Este texto ilustra o que chamo de ateísmo esclarecido. Um ateísmo esclarecido deve consistir numa reflexão séria sobre a História cristã e deve se respaldar nas contribuições de estudos crítico-históricos da Bíblia. Um ateísmo esclarecido é um ateísmo que não se limita a declarar simplesmente absurdas as crenças religiosas, mas que busca compreender a origem dessas crenças, a história que as tornou possíveis. Este texto procurou mostrar que a personagem Satã fora construída em parte pela literatura bíblica e em parte por interpretações posteriores. Subjacente ao desenvolvimento deste texto está o pressuposto de que Satã não é um ser real, mas um personagem da diversificada e vasta literatura bíblica. Ele tem uma biografia, como salienta Kelly. Um ateu esclarecido, não se limitando a vociferar que Satã é um mero ser imaginário, deve se esforçar por compreender as suas raízes históricas. De fato, Satã não existe, se existisse, sua própria existência deveria lançar sérias dúvidas sobre a existência de Deus, embora isso não constitua um problema reconhecido pela maioria dos cristãos.

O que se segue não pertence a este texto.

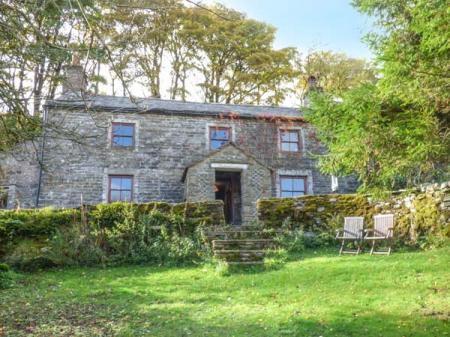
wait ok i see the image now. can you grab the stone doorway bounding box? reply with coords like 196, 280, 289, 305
215, 171, 242, 226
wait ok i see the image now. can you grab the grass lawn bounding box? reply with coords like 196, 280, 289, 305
1, 247, 449, 337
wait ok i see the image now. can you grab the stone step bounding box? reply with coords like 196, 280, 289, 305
214, 249, 266, 255
212, 239, 276, 250
205, 230, 273, 240
214, 250, 266, 262
206, 225, 264, 232
227, 261, 264, 265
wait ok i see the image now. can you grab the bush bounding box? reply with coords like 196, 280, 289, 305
0, 271, 16, 289
0, 208, 80, 245
275, 230, 306, 253
0, 200, 223, 269
2, 239, 52, 271
264, 249, 288, 270
41, 208, 208, 267
0, 264, 19, 289
0, 262, 10, 272
417, 234, 450, 250
90, 202, 138, 230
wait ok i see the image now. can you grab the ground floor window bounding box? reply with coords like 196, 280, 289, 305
108, 175, 133, 202
0, 186, 8, 209
280, 176, 306, 197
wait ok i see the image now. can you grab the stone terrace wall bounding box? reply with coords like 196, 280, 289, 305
257, 181, 450, 243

No entanto, para um ateu esclarecido, tanto Deus como Satã são personagens criados por homens que viveram no Antigo Oriente Médio, a fim de lidar com as dificuldades de seu tempo. Se o culto ao Diabo atormenta ou escandaliza os cristãos, ao ateu esclarecido esse culto não deve ser encarado senão como uma realidade favorecida numa cultura cujas raízes foram construídas por uma teologia e História que o preveem e o explicam.